Ed ecco il secondo aspetto cruciale: i finanziamenti. “Molti lavori necessitano di almeno 100 mila euro di investimenti per essere salvati”, nota Michel Famy, direttore dell'unione regionale di Scops Paca. Gli strumenti della finanza solidale devono dunque consolidarsi con l'aiuto delle istituzioni pubbliche.

Molti paesi dell'America latina hanno mostrato l'esempio, come il Venezuela: ci sono infatti leggi che permettono l'esproprio di strumenti di produzione sotto-utilizzati e i capitali pubblici sono mobilitati per lanciare o ri-lanciare delle attività in cooperativa.
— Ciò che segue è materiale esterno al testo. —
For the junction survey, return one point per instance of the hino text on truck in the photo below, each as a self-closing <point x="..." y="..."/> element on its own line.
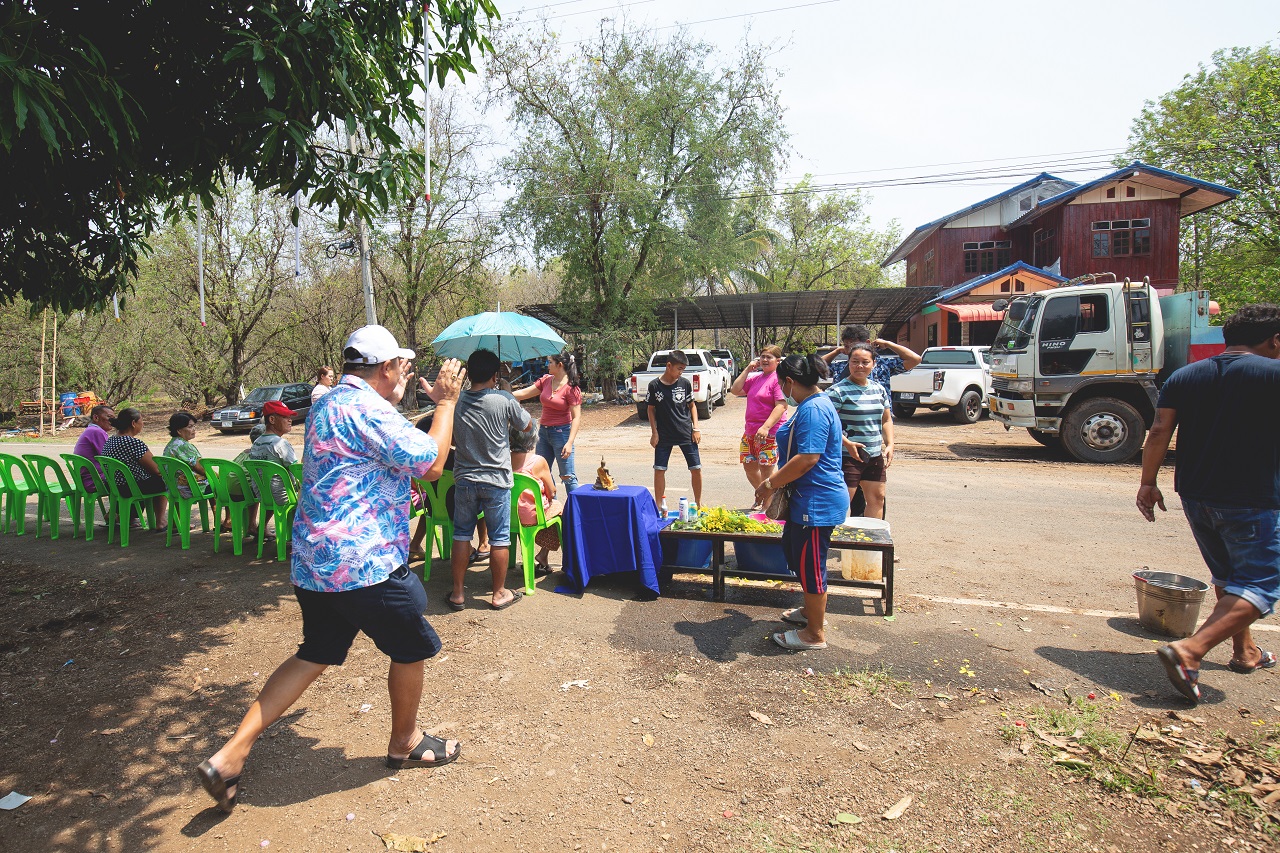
<point x="1082" y="364"/>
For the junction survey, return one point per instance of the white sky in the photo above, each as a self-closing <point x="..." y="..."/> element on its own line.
<point x="894" y="90"/>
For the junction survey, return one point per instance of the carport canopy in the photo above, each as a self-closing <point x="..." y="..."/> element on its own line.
<point x="867" y="305"/>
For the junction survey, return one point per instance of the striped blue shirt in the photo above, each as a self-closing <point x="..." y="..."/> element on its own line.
<point x="862" y="411"/>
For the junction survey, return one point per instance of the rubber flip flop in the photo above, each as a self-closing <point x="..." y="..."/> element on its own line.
<point x="432" y="743"/>
<point x="516" y="594"/>
<point x="1184" y="680"/>
<point x="1269" y="661"/>
<point x="216" y="787"/>
<point x="791" y="642"/>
Il cui numero è passato da 800 all'inizio degli anni 2000 fino ai 70.000 di oggi.

“In Brasile e in America latina, il movimento cooperativo prende slancio, compreso nell'ambito operaio, perché è un mezzo di sopravvivenza per gente che altrimenti viene esclusa dall'economia di mercato”, aggiunge Carlos Schmidt, ricercatore all'universita di Rio Grande do Sul, nel sud del Brasile.

In Europa, i militanti del “controllo operaio” vogliono credere anch'essi a un vento nuovo. “Le iniziative fioriscono, portate avanti da movimenti politici molto diversi e malgrado il disinteresse di partiti e sindacati per la questione dell'autonomia operaia” assicura il responsabile del sito di informazione dedicato all'autogestione workercontrol.net (di cui nascerà a breve la versione italiana, ndt) alla tribuna del forum “l'Economia dei lavoratori”. “Crediamo che alla luce di quanto sta accadendo in America Latina, dove il movimento si è stabilizzato” ritiene Benoît Borrits. Un nuovo movimento politico e sociale “sta per nascere”.